Endgrain: Diffuse-porous; small pores in no specific arrangement, very numerous; exclusively solitary and/or in radial multiples of 2-3; tyloses common; growth rings indistinct; rays not visible without lens; parenchyma not visible with hand lens.
Rot Resistance: Red oaks such as Water Oak do not have the level of decay and rot resistance that White Oaks possess. Durability should be considered minimal.
Workability: Generally easy to work, though planing can produce tearout due to interlocked grain. Sweetgum is known to warp and distort badly during initial drying. (After initial drying, distortion is significantly less, but the wood still experiences an appreciable amount of movement in service.) Turns, glues, stains, and finishes well. Responds moderately well to steam bending.

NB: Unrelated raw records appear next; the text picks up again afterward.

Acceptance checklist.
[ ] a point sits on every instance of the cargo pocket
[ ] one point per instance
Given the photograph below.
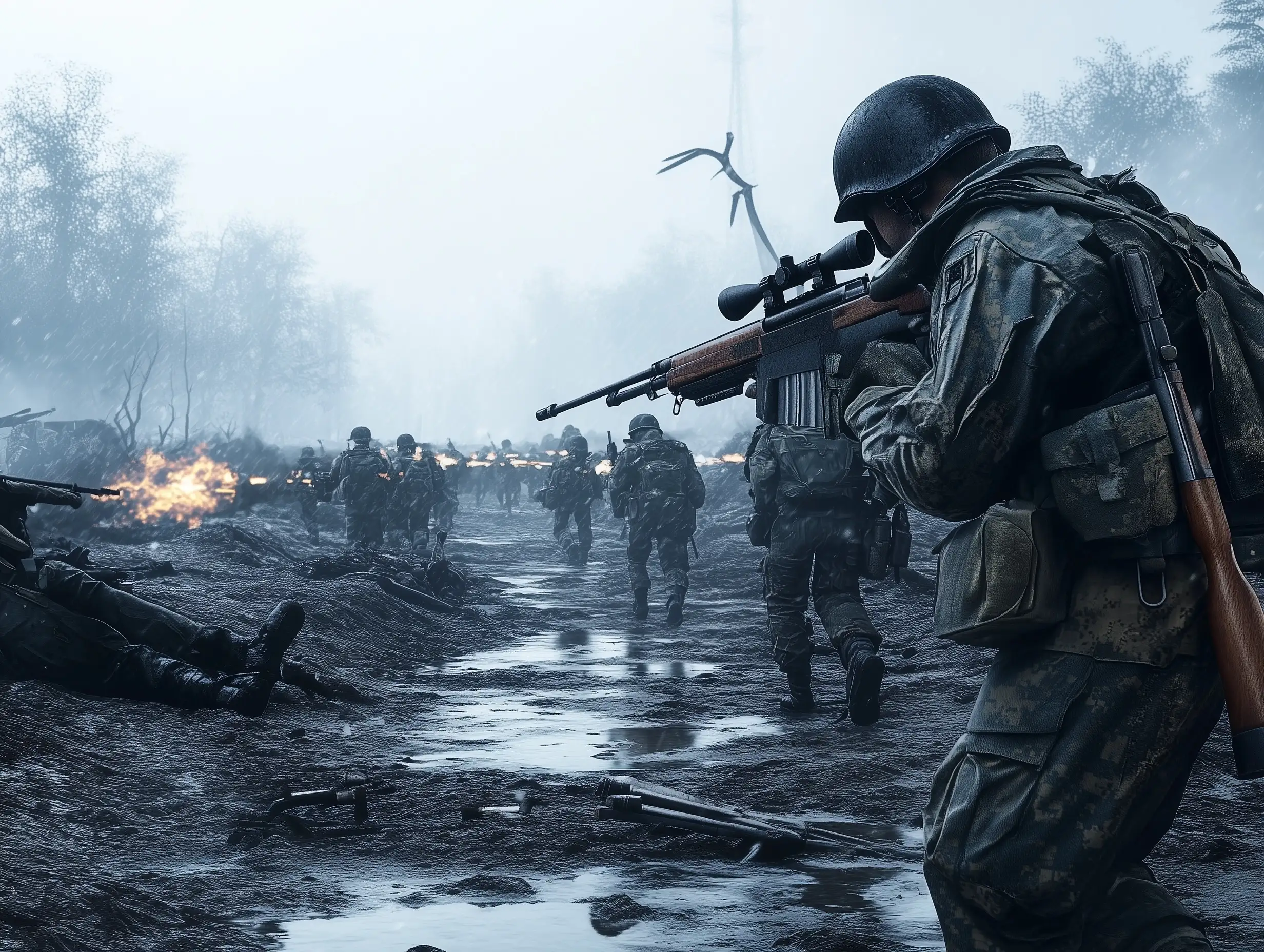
(1003, 577)
(985, 790)
(1112, 472)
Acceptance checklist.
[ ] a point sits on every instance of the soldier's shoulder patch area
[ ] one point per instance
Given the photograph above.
(961, 268)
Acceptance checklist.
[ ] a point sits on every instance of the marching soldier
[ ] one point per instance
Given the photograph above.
(1037, 428)
(364, 477)
(657, 486)
(419, 487)
(569, 493)
(812, 513)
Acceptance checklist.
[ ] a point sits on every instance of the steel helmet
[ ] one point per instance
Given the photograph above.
(900, 132)
(642, 422)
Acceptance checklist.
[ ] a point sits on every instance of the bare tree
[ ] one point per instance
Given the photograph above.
(127, 418)
(165, 431)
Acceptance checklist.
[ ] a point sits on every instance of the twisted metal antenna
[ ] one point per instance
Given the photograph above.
(744, 194)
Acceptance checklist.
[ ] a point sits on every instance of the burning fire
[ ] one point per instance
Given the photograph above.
(184, 490)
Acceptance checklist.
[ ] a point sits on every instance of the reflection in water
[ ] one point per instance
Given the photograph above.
(638, 741)
(701, 906)
(550, 732)
(571, 638)
(601, 653)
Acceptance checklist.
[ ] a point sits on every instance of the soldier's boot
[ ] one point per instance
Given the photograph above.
(865, 670)
(641, 603)
(276, 635)
(676, 606)
(799, 701)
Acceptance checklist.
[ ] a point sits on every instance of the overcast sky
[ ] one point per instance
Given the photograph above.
(445, 156)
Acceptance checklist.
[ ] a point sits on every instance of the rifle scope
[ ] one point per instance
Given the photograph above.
(854, 252)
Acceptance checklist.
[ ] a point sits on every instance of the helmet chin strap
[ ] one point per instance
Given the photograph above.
(902, 203)
(879, 242)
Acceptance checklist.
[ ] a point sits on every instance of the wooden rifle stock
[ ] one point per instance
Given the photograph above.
(744, 346)
(1234, 613)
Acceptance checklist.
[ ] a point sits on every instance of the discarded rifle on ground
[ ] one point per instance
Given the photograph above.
(634, 801)
(527, 801)
(23, 417)
(353, 792)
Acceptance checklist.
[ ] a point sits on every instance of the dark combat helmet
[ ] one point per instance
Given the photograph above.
(900, 132)
(642, 422)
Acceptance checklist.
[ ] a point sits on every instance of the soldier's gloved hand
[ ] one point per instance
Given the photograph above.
(885, 363)
(759, 528)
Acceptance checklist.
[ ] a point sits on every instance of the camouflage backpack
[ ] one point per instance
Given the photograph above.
(815, 469)
(419, 477)
(363, 480)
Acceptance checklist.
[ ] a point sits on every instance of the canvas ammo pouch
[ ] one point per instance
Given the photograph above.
(1003, 577)
(1112, 471)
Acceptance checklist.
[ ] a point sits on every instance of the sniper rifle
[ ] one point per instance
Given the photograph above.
(71, 487)
(793, 352)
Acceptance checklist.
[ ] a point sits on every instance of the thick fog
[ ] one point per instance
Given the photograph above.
(438, 218)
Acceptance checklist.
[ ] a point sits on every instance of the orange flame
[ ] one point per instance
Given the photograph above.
(184, 490)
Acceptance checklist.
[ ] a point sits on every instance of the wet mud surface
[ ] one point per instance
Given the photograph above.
(134, 826)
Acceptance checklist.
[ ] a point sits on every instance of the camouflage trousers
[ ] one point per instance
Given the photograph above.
(673, 556)
(84, 635)
(309, 507)
(445, 510)
(813, 556)
(583, 537)
(413, 519)
(1071, 771)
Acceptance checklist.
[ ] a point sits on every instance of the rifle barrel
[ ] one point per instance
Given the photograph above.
(553, 410)
(650, 388)
(71, 487)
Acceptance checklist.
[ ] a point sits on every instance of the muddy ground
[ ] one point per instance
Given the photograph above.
(135, 826)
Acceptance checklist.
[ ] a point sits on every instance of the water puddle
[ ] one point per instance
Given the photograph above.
(557, 732)
(606, 654)
(699, 907)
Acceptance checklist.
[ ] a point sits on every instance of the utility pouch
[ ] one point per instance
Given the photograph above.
(1003, 577)
(876, 550)
(1112, 472)
(902, 538)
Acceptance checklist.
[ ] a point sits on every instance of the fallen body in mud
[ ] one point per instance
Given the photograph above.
(143, 826)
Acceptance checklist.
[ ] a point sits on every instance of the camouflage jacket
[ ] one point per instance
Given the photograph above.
(571, 482)
(418, 478)
(363, 474)
(797, 467)
(1025, 328)
(658, 482)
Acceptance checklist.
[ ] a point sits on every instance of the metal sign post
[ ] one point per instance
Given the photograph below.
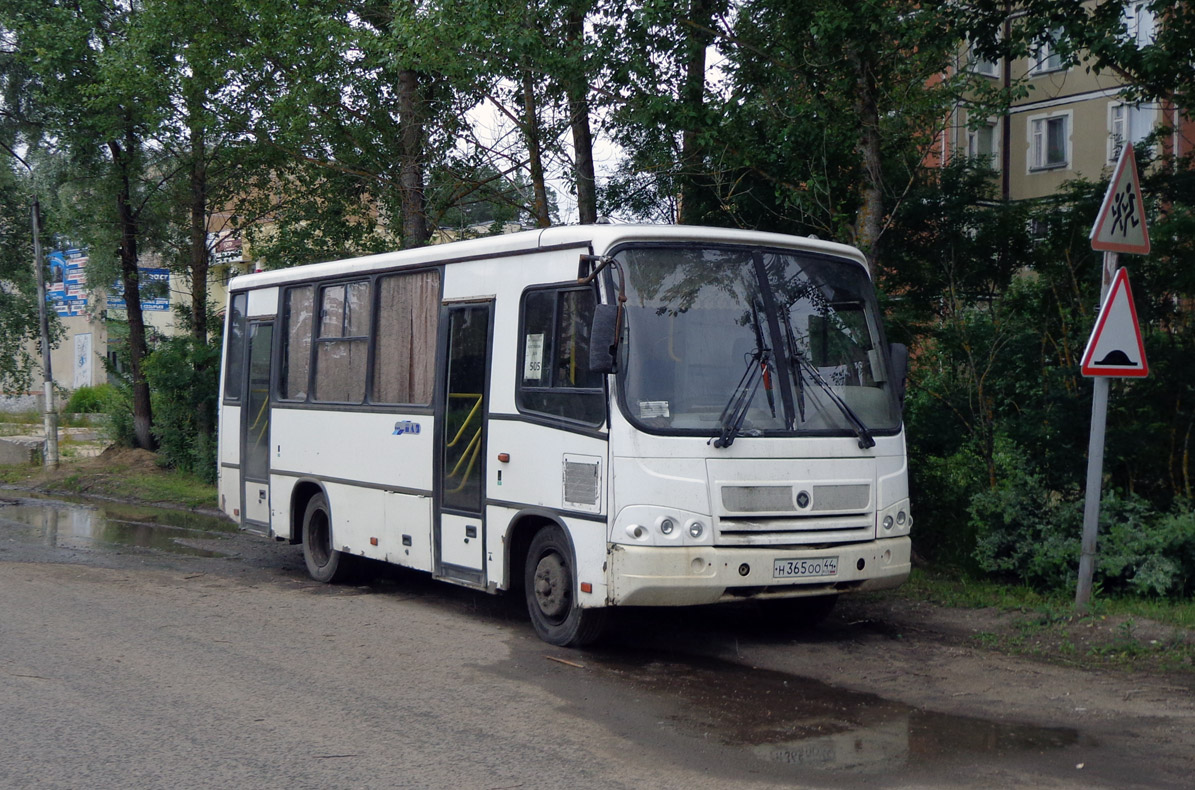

Odor: No characteristic odor.
Allergies/Toxicity: Although severe reactions are quite uncommon, Sweetgum has been reported to cause skin irritation. See the articles Wood Allergies and Toxicity and Wood Dust Safety for more information.
Pricing/Availability: Because the sapwood is so wide, only older mature trees will yield the darker Redgum heartwood lumber. Sapgum is widely available at low cost, while Redgum is more uncommon, and prices can be in the mid range for a domestic hardwood, with prices for figured and/or quartersawn pieces costing more.
Sustainability: This wood species is not listed in the CITES Appendices, and is reported by the IUCN as being a species of least concern.
Common Uses: Veneer, plywood, furniture (speaker/acoustic cabinets), interior trim, boxes/crates, and turned objects.
Comments: Not to be confused with various Australian species in the Eucalyptus genus that are also referred to as “red gum.”